If you’ve ever worked with Google Adwords then you know they’re really picky about what you use as your ad text. You should be just as picky when you create images with text.

That means nothing in all caps, no crazy fonts, nOthInG liKe this! While a few well-placed emojis are fine, is that really part of your branding?

Emojis appeal to a younger crowd and they come off as very casual – so make sure that you feel comfortable portraying that message to your customers.

As a good rule of thumb, ask yourself if Google Adwords would allow the text format, and if not, simplify it more.

4. Have Versions of Your Logo

You spent money on a logo (or you’re going to). It may have your whole brand name laid out in a font you spent days choosing. But what if there isn’t room on a post to put your whole logo?

You need something short that still denotes that this content is part of your brand. Think about Buzzfeed. They have a logo with their whole name, right? But they also have a range of little icons they’ve branded that work as mini-logos as well.

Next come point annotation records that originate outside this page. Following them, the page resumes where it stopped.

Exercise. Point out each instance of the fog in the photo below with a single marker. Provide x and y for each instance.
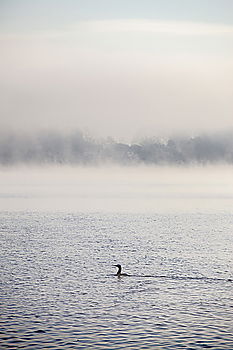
(117, 189)
(78, 148)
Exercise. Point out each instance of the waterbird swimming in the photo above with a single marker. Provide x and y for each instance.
(119, 271)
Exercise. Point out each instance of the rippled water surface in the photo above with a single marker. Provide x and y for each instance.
(59, 288)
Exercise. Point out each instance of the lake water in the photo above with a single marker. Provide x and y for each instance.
(62, 229)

You can see these mini-logos as their pages profile photos if you follow them on social media.

So – you know you need different sizes of logos – but what about colorways and themes? It’s cute to put a little winter hat on your logo for the winter months, so ask your graphic logo designer to give you some options.

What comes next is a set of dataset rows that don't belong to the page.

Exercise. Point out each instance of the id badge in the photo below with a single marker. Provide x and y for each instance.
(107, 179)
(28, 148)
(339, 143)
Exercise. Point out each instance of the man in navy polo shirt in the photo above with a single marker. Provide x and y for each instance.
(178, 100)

It doesn’t have to be anything crazy. Maybe you change your logo colors for a weekend of a big football game to show your support.

You don’t have to do what IHOP did, which is still confusing us. If you didn’t know, they changed their online name to IHOB (burgers) to announce their new burger line.

It confused fans everywhere and they eventually reversed it, saying it was just a marketing ploy. We still don’t know if that was their plan all along or if they saw it was failing and decided to jump the IHOB ship.

5. Brand Everything

If you’re not using YouTube marketing, you’re like a year behind schedule. Your videos don’t have to be perfect, nor do your on-screen staff have to be trained, paid, beautiful actors.

You just need to get video out there! But not before you adorn your video with graphic design for YouTube. You need a profile picture, a banner on your channel page, and a branded intro/outro.

6. Don’t Be Afraid to Re-purpose

If you see someone you follow – even another business posting something you like, you may absolutely repurpose it. Obviously, you’re not going to copy their post and paste in your branding – but you can create a similar post.

Before you decide to play copycat (hey, we can only create so much content) look at how that post is performing for them. If it’s doing well – by all means, try it out yourself.

Social Media Design

If you take anything away from this article – let it be this: No matter what content you create – make sure it’s consistent. You need to keep the same general brand colors, the same voice, and the same consistency of posts.

If you only post once in a blue moon, it doesn’t matter how good your social media design is – your brand is going to be out of sight, out of mind.